Counselors can also work to discontinue and dismantle White hegemonic practices that omit to identify the impact of cultural and contextual considerations. Battiste and Laenui (Citation2000) asserts that colonization occurs through (1) denial of subjects’ cultures, (2) attempts to destroy the culture, (3) belittlement and insult of culture, (4) tokenism and accommodation of certain aspects, and (5) attempts to control the expression of cultural values and practices. Therefore, in continued efforts to begin a process of liberation from White supremacist, Martin-Baro and Martín-Baró (Citation1994) suggests the following:

  • looking for information that was excluded or hidden in the colonization process (i.e., etiology of systemic oppression and subsequent problems)

  • critically examining the truth of the idealized reality of marginalized and oppressed clients as defined by White hegemony in daily dominant cultural messages to “de-ideologize” and break away from the White centered understanding

  • implementing a strengths-based approach to enhance liberation from oppressive circumstances

  • identifying and investigating the colonized or lost history of the client to understand problems faced and gain an enriched understanding of clients’ lived experiences; and

  • exploring research processes and methods to improve social conditions

Conclusion

Decolonization and decentering the counseling profession is a necessary and critical step toward liberating minoritized populations from White hegemonic systems of oppression.
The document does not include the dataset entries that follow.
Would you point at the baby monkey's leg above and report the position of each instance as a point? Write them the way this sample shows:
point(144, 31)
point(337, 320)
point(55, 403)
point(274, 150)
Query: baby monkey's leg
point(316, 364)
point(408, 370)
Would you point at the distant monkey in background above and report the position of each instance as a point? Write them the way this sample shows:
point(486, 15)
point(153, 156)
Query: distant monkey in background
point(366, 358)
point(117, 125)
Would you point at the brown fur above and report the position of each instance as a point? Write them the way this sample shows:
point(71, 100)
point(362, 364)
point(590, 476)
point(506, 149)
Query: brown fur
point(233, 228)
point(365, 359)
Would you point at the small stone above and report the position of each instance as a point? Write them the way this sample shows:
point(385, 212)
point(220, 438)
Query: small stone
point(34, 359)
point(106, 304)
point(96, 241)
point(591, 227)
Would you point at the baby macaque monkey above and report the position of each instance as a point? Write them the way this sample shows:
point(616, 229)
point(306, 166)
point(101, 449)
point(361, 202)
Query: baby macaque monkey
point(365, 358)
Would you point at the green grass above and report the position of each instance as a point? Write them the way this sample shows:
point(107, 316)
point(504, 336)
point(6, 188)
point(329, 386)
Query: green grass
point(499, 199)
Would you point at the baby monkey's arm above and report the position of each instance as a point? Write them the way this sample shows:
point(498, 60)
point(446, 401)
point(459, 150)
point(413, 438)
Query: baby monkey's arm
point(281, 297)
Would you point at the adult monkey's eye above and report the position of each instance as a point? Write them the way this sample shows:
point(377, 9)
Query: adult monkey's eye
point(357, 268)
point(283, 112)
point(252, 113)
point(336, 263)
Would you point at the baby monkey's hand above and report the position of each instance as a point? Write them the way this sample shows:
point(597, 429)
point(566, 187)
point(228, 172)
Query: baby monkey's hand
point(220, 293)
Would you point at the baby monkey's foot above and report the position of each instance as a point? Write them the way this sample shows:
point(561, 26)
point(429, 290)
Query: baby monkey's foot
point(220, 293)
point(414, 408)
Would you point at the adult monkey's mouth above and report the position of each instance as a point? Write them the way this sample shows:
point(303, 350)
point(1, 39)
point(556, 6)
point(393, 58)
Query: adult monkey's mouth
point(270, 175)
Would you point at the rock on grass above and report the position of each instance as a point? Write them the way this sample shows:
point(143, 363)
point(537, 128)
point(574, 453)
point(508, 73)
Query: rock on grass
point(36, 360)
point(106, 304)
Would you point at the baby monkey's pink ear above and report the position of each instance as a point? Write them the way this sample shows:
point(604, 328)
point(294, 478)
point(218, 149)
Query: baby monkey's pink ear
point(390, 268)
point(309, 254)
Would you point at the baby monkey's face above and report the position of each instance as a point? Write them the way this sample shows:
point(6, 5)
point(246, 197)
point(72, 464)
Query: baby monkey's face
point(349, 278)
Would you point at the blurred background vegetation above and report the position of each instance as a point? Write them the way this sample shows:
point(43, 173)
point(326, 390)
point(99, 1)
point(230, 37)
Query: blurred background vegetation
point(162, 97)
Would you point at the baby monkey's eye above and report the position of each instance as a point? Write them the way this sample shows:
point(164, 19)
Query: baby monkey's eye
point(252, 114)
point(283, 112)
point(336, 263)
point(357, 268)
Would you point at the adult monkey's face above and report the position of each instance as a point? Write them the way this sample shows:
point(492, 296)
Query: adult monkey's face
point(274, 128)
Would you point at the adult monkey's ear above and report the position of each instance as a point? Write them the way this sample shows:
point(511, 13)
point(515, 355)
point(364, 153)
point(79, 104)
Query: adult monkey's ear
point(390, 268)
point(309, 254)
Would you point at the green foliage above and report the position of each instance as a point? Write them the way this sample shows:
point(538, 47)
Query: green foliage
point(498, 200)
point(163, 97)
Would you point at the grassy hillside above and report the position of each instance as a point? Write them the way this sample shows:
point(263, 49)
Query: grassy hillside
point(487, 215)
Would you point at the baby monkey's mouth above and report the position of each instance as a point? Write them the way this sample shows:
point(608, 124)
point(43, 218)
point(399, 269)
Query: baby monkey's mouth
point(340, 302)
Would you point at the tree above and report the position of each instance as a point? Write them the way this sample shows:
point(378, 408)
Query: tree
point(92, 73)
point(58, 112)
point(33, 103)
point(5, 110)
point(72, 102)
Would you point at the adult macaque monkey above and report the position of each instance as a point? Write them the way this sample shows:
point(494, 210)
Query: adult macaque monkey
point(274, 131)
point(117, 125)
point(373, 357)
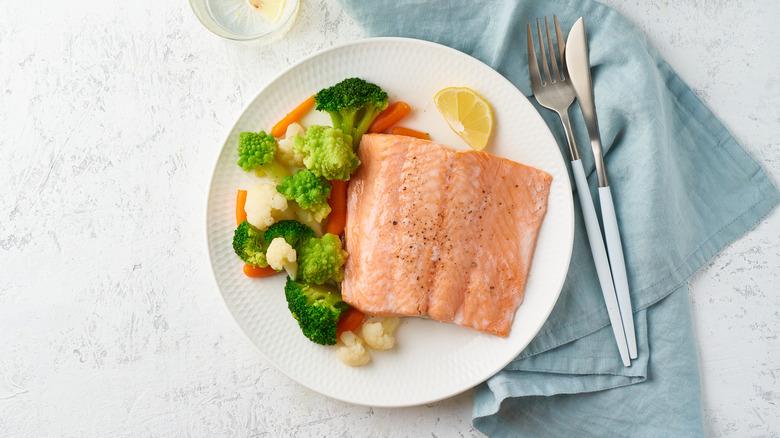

As evident through the examples of structural oppression identified, often helping relationships can reinforce idealized values of the White dominant culture. Structural and systemic oppression has minimized and devalued the lives and lived experiences of non-dominant cultures. Clinical and school counselors have an opportunity to advocate for minoritized racial and ethnic groups through social justice efforts that expose the truth. The hope is that the practical strategies outlined can be used to dismantle ideologies that have impeded engagement in both settings, thus impacting the viability of racial and ethnic minorities.

Disclosure statement

No potential conflict of interest was reported by the author(s).

Correction Statement

This article has been corrected with minor changes. These changes do not impact the academic content of the article.